New NEJM Article Cites Old Clinical Guidelines for Knee OA Treatment

A “Clinical Therapeutics” article in the March 12, 2015 New England Journal of Medicine focuses on viscosupplementation for knee osteoarthritis (OA). In presenting a case vignette and making a therapeutic recommendation, Australian author David Hunter, MB, PhD, invokes the old, 2008 AAOS clinical practice guideline (CPG), which, according to Dr. Hunter, “determined that the evidence was inconclusive and a recommendation could not be made for or against the use of intraarticular hyaluronate.” However, the AAOS updated CPGs for knee OA in 2013, and the guideline for viscosupplementation changed substantially. It now reads: “We cannot recommend using hyaluronic acid for patients with symptomatic osteoarthritis of the knee,” and that recommendation receives a “Strong” rating, based on evidence from more recent research studies.

In the end, the patient in the case vignette—a 67-year-old woman with knee pain, radiographic signs of knee OA, and a BMI of 32—was advised not to use hyaluronate injections and instead was encouraged to lose weight and undertake a muscle-strengthening exercise program.

Three New Knee Studies Yield Interesting Results

We stumbled upon three recent studies of knee osteoarthritis (OA) that shed interesting new light on a condition that all orthopaedists deal with.

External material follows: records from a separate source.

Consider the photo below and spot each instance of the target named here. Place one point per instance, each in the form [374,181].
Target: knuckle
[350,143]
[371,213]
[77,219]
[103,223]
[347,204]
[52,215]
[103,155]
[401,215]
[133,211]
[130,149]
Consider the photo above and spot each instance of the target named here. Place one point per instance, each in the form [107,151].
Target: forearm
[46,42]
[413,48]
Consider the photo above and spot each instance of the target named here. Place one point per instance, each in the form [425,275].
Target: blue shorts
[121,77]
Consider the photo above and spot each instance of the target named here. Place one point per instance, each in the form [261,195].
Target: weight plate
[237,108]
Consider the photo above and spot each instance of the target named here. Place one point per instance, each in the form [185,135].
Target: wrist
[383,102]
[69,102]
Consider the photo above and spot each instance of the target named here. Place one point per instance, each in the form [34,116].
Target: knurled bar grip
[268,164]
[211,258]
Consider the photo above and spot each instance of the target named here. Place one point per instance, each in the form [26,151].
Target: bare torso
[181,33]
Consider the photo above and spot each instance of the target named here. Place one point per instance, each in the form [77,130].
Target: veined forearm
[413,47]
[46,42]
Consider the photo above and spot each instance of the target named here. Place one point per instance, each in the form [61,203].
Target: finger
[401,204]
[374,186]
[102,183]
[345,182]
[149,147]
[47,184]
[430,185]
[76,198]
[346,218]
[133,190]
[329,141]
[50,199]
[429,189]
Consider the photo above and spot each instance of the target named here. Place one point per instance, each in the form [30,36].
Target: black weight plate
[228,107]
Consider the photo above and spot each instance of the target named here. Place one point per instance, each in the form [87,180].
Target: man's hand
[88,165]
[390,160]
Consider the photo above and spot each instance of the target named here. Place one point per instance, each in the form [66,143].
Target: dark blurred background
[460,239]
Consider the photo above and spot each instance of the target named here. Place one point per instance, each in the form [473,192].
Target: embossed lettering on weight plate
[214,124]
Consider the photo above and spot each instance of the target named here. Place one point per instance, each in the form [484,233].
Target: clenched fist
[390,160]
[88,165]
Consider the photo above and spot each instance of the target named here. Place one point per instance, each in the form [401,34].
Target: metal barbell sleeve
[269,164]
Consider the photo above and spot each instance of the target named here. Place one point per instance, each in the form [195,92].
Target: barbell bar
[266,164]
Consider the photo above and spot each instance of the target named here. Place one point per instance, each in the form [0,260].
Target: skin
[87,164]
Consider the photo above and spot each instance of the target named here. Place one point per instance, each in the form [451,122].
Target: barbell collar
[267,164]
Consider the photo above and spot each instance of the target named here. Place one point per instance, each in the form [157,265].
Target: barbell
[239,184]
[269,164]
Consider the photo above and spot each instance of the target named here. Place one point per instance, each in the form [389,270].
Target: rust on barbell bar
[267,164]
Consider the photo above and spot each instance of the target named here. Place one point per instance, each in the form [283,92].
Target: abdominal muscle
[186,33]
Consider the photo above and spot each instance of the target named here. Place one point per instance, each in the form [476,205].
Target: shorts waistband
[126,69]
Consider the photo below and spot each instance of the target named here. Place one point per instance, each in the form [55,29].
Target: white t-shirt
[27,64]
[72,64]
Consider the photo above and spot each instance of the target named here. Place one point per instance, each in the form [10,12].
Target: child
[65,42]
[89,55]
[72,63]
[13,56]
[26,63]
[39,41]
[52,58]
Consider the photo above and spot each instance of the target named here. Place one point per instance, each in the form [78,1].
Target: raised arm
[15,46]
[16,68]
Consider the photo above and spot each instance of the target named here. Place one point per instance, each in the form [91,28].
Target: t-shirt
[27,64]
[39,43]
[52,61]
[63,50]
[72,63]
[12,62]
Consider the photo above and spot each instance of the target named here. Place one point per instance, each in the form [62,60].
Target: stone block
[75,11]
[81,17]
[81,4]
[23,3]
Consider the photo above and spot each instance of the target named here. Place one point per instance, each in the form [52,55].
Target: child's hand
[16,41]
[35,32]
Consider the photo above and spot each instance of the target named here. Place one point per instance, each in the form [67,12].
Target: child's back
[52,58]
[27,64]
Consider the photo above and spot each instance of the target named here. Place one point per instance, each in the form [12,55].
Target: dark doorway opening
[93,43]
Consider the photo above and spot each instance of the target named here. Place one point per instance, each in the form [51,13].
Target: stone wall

–A “network” meta-analysis in the Annals of Internal Medicine looked at 137 randomized trials of OA treatments comprising more than 33,000 participants. Treatments analyzed included acetaminophen, diclofenac, ibuprofen, naproxen, celecoxib, intra-articular (IA) steroids, IA hyaluronic acid, oral placebo, and IA placebo. For pain, all active treatments except acetaminophen yielded clinically significant improvement. IA hyaluronic acid came out on top for pain relief, although the authors postulated that an “integrated” placebo effect may explain that finding.

–A cost-modeling study in Arthritis Care & Research, co-authored by JBJS Deputy Editors for Methodology and Biostatistics Jeffrey Katz, MD and Elena Losina, PhD, revealed that the per-patient cost attributable to symptomatic knee OA over 28 years is $12,400. Any expanded indications for total knee arthroplasty (TKA) and a trend toward increased willingness among patients to undergo knee surgery will increase that cost. The researchers found that patients tried nonsurgical regimens for a mean of 13.3 years before opting for TKA, and they stress the need for more effective nonoperative therapies for knee OA.

–Wine drinkers, rejoice! A retrospective case-control study in Arthritis Research & Therapy found that people who drank four to six glasses of wine per week were less likely to develop knee OA than nondrinkers. Meanwhile, beer drinkers may want to switch to wine. The same study found that people who drank 8 to 19 half-pints of suds per week had an increased risk of developing knee OA. Researchers found no link between total alcohol consumption and risk of knee OA. The authors postulate that the resveratrol found in wine may be chondroprotective, and that the linkage between beer and increased blood levels of uric acid may explain the opposite finding. It’s wise to remember that studies investigating one or two dietary items can be less-than-definitive because they are usually retrospective, subject to recall bias, and do not account for complex interactions among many nutrients.